Note
Go to the end to download the full example code. or to run this example in your browser via Binder
Attention-Feature Module (AFModule)
This example demonstrates the Attention-Feature Module (AFModule), which recalibrates feature maps by explicitly modeling interdependencies between channel state information and input features.
The AFModule allows the same model to be used during training and testing across channels with different signal-to-noise ratios without significant performance degradation. It is particularly useful in wireless communication scenarios where channel conditions vary.
import matplotlib.pyplot as plt
import numpy as np
import torch
import torch.nn as nn
from kaira.channels import AWGNChannel
from kaira.models.base import BaseModel
from kaira.models.components import AFModule
# Set random seed for reproducibility
torch.manual_seed(42)
np.random.seed(42)
Introduction to AFModule
The AFModule is designed to adapt neural network behavior based on channel state information (CSI).
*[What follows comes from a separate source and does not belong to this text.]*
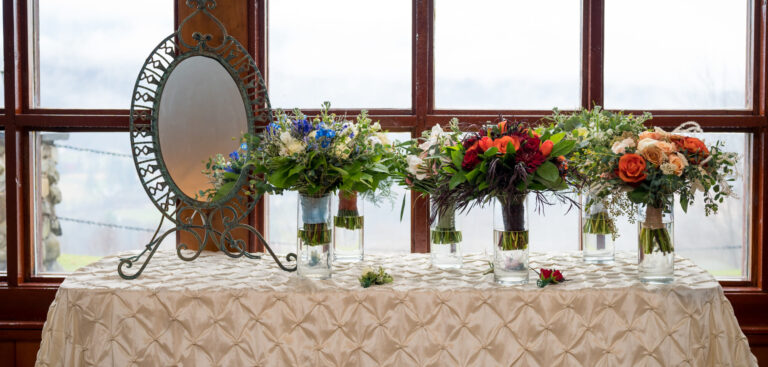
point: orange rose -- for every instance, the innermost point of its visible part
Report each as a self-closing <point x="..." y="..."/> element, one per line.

It was introduced in [Xu et al., 2021] to help models perform consistently across varying channel conditions. This is especially important for wireless communication systems operating in dynamic environments.
Basic structure of the AFModule: 1. It takes two inputs: feature maps and channel state information 2. It calculates an attention mask based on these inputs 3. The mask is applied to the original feature maps to recalibrate them
Let’s create a simple AFModule and explore its behavior:
# Define parameters
batch_size = 8
N = 64 # Number of feature channels
csi_length = 1 # Length of channel state information
# Create an AFModule
af_module = AFModule(N=N, csi_length=csi_length)
print(f"AFModule structure:\n{af_module}")
AFModule structure:
AFModule(
(layers): Sequential(
(0): Linear(in_features=65, out_features=64, bias=True)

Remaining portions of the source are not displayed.